Barbara Dominic, a DHS consultant on youth and young‑adult behavioral health, described the task group's outreach and a deliberately brief, four‑question youth survey designed to respect young people's attention spans. "We received an amazing 757 responses from the kids who took this survey with a 100% completion rate," Dominic said, reporting that most respondents prefer informal places such as friends' homes, town centers, libraries and lightly supervised spaces.
Dominic and Speakman said the survey and earlier assessment showed key gaps: limited direct youth engagement in planning, uneven participation from priority populations (including Mashpee Wampanoag tribal youth, Spanish‑ and Portuguese‑speaking families and LGBTQ+ youth), and a need for navigation supports for families and providers.
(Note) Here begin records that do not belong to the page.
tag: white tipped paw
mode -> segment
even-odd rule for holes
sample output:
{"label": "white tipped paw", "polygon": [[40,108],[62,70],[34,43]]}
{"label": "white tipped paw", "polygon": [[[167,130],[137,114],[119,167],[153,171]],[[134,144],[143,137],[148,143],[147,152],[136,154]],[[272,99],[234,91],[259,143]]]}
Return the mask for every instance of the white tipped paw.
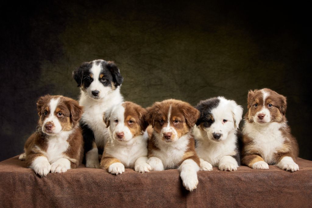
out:
{"label": "white tipped paw", "polygon": [[66,165],[61,162],[56,161],[51,165],[51,173],[65,173],[67,170]]}
{"label": "white tipped paw", "polygon": [[18,159],[20,160],[25,160],[26,159],[26,153],[23,153],[22,155],[18,157]]}
{"label": "white tipped paw", "polygon": [[46,177],[50,172],[51,165],[47,161],[42,161],[34,164],[33,166],[35,172],[40,177]]}
{"label": "white tipped paw", "polygon": [[212,170],[212,166],[207,161],[204,160],[201,161],[200,170],[211,171]]}
{"label": "white tipped paw", "polygon": [[150,166],[147,163],[139,164],[134,167],[134,170],[138,172],[142,173],[149,172],[151,169]]}
{"label": "white tipped paw", "polygon": [[220,164],[219,166],[219,169],[225,171],[236,171],[237,166],[236,164],[231,162]]}
{"label": "white tipped paw", "polygon": [[113,163],[108,168],[108,172],[118,175],[124,172],[124,166],[120,162]]}
{"label": "white tipped paw", "polygon": [[258,161],[253,164],[254,169],[269,169],[269,165],[264,161]]}
{"label": "white tipped paw", "polygon": [[159,158],[152,157],[147,160],[147,162],[150,166],[151,169],[153,171],[164,170],[163,162]]}

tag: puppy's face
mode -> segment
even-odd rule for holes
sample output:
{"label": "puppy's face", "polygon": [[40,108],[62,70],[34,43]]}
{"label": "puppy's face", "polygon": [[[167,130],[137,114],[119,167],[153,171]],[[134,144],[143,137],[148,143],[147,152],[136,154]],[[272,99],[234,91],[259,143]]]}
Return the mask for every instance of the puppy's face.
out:
{"label": "puppy's face", "polygon": [[37,102],[38,123],[42,131],[49,135],[69,131],[78,124],[82,107],[76,101],[60,96],[46,95]]}
{"label": "puppy's face", "polygon": [[201,101],[196,107],[200,112],[197,126],[206,132],[206,138],[214,141],[226,139],[229,133],[238,127],[241,120],[241,106],[222,97]]}
{"label": "puppy's face", "polygon": [[199,115],[189,104],[173,99],[156,102],[147,109],[146,119],[158,140],[174,142],[189,132]]}
{"label": "puppy's face", "polygon": [[247,104],[249,122],[264,124],[285,119],[286,98],[270,89],[250,91]]}
{"label": "puppy's face", "polygon": [[124,102],[105,112],[103,120],[114,139],[127,141],[145,131],[148,125],[144,121],[146,113],[146,110],[140,106]]}
{"label": "puppy's face", "polygon": [[83,93],[95,100],[105,97],[123,79],[113,62],[103,60],[84,63],[73,72],[73,77]]}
They emphasized partnerships with libraries, schools, local nonprofits (including Family Table) and the Cape Cod Regional Transit Authority to address transportation and privacy needs.
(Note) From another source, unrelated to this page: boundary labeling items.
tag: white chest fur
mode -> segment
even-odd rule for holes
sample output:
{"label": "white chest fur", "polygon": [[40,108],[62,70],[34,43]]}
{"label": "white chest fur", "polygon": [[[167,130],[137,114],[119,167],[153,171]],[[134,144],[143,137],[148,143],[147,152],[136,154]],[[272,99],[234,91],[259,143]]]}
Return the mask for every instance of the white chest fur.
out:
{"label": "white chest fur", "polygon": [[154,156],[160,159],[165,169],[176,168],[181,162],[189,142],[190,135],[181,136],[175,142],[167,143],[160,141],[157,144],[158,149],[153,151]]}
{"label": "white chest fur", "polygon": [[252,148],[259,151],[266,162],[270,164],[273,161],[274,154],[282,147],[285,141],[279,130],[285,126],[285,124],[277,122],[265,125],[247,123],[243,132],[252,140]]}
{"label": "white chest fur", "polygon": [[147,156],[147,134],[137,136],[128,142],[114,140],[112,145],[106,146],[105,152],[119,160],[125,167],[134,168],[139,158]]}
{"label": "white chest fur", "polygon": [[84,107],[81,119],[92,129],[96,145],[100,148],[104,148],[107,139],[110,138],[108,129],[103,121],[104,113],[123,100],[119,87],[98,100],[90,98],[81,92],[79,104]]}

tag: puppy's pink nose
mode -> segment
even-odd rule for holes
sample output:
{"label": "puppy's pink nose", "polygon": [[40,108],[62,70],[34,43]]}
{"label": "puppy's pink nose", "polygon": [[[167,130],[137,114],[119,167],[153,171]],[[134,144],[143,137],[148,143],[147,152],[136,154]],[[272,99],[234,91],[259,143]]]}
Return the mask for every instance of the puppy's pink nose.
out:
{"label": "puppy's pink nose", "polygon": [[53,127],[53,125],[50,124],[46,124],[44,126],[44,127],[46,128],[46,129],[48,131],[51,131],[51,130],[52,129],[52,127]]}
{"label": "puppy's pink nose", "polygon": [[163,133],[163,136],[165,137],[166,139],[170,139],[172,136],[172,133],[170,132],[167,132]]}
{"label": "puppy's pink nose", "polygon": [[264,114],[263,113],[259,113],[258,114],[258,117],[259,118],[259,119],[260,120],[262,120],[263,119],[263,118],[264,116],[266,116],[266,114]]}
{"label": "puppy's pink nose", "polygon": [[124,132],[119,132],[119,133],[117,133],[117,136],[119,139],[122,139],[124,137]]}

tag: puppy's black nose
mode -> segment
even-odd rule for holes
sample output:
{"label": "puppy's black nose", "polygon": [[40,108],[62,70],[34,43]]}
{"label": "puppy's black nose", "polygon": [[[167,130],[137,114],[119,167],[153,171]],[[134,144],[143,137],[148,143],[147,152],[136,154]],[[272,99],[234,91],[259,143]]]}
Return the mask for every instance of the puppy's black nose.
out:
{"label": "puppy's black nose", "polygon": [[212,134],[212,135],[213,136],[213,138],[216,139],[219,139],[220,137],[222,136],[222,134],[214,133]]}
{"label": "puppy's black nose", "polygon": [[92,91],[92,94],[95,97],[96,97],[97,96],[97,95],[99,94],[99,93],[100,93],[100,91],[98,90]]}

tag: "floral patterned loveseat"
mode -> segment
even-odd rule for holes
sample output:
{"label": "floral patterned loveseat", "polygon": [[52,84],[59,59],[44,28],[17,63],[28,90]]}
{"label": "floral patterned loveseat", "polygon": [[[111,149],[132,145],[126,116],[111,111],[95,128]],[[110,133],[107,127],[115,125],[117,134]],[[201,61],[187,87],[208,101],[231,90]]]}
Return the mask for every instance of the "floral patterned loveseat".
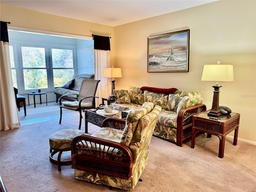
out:
{"label": "floral patterned loveseat", "polygon": [[66,94],[74,94],[65,96],[62,99],[70,101],[77,100],[76,95],[79,93],[82,82],[85,79],[94,79],[94,74],[81,74],[74,75],[72,79],[68,81],[66,84],[61,87],[56,87],[54,94],[56,95],[56,102],[58,103],[59,98],[62,95]]}
{"label": "floral patterned loveseat", "polygon": [[76,178],[134,189],[148,163],[149,144],[161,110],[146,102],[129,113],[125,121],[108,118],[91,136],[74,138],[71,154]]}
{"label": "floral patterned loveseat", "polygon": [[146,102],[161,106],[153,135],[181,147],[183,141],[191,136],[192,116],[206,111],[202,101],[198,92],[150,87],[114,90],[114,95],[108,98],[108,103],[122,110],[138,108]]}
The county plans a "roadshow" of community conversations to raise awareness, solicit ideas and engage local decision‑makers and funders. Speakman said the county's role will be convener and facilitator — not immediately building a new county center — and the group will prioritize short, achievable pilot activities while documenting needs for later larger investments.
Next steps include prioritizing target communities for outreach, continuing to refine youth engagement methods and reporting back to the commissioners. Commissioners expressed support and asked DHS to return with recommended pilot sites, partners and budget estimates.